Двойной подтекст его слов оскорбляет:

— Сейчас я в безопасности, — заявляю, разворачиваюсь спиной к явно разбитому мужчине и ухожу от него, теперь в последний раз.

Мое отчаяние стирается его трусливыми словами и поступками. Я знаю, что он чувствует. Он и сам знает, что чувствует, и это делает его слабым, бесхребетным трусом.

Теперь все, чего я хочу, — это сделать ему больно. Хочу прикоснуться к самой выносливой его стороне и уничтожить ее.

Глава 24

Уже больше девяти вечера, я измотана переполняющими меня эмоциями, только мысли о мести ни за что не дадут мне уснуть. Я полна решимости, воодушевлена намерением вонзить нож и, не переставая, прокручивать его в плоти. Четыре пропущенных звонка от Уильяма никак не помогают моему душевному состоянию. Даже наоборот, они еще больше меня подстегивают. Без всяких вопросов я понимаю, что раз и навсегда собираюсь доказать его правоту. Я дочь своей матери.

У меня больше нет членской карты клуба «Ice», но даже это меня не остановит. Ничто не остановит. Простояв небольшую очередь, я оказываюсь перед охранником, который, устало вздохнув, без каких-либо слов пропускает меня внутрь.
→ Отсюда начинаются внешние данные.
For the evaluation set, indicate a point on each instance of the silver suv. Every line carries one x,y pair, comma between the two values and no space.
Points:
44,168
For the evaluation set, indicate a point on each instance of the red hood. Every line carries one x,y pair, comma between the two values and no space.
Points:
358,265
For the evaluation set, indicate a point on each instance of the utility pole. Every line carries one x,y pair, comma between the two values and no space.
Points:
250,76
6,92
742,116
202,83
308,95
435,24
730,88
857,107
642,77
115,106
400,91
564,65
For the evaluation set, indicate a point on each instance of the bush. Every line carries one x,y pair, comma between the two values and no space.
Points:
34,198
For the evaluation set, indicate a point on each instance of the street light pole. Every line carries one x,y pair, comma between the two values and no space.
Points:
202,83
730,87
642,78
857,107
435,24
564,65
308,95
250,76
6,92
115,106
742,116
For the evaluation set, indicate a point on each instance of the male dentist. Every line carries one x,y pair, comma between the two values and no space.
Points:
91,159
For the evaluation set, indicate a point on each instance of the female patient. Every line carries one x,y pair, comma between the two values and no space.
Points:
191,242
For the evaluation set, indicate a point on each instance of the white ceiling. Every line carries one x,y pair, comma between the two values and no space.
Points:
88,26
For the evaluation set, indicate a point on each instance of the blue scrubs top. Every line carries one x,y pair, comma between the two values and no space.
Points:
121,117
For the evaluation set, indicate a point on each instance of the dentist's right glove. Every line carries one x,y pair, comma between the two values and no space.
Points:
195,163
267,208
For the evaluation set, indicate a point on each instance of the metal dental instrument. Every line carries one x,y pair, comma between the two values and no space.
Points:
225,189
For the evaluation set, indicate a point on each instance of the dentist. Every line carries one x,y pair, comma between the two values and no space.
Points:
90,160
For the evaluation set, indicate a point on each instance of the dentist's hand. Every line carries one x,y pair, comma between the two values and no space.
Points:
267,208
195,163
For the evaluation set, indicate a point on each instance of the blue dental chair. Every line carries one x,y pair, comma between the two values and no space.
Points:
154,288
Прохожу мимо него и направляюсь прямиком к одному из баров, вливаясь в окружение, музыку и атмосферу веселья. Музыка сегодня кажется более тяжелой, и прямо сейчас играет «Insomnia» группы «Faithless». Намеренно. Как раз в тему.

— Шампанское, — делая заказ, я поясницей прижимаюсь к барной стойке и вглядываюсь в синий мерцающий свет, заливающий клуб Миллера. Он до отказа забит лондонской элитой, группки роскошно одетых кутил заполняют все свободное пространство, но несмотря на количество людей, окружающих меня, я понимаю, что все камеры слежения будут сосредоточены на мне и только на мне. Миллер наверняка даст Тони распоряжение быть начеку, и я ни капли не сомневаюсь в том, что охранник уже доложил о моем приходе.

— Мисс?

Я оборачиваюсь, принимаю бокал шампанского и, напрочь игнорируя клубнику, залпом его осушаю. И тут же заказываю еще один. Мне протягивают новый наполненный бокал, и, как только я оборачиваюсь, замечаю Тони, который пробивает себе путь по танцполу прямиком в мою сторону. Он кажется взбешенным, и, понимая, что меня вот-вот обнаружат, я исчезаю в толпе людей, направляясь к выходу на террасу, расположенную на крыше.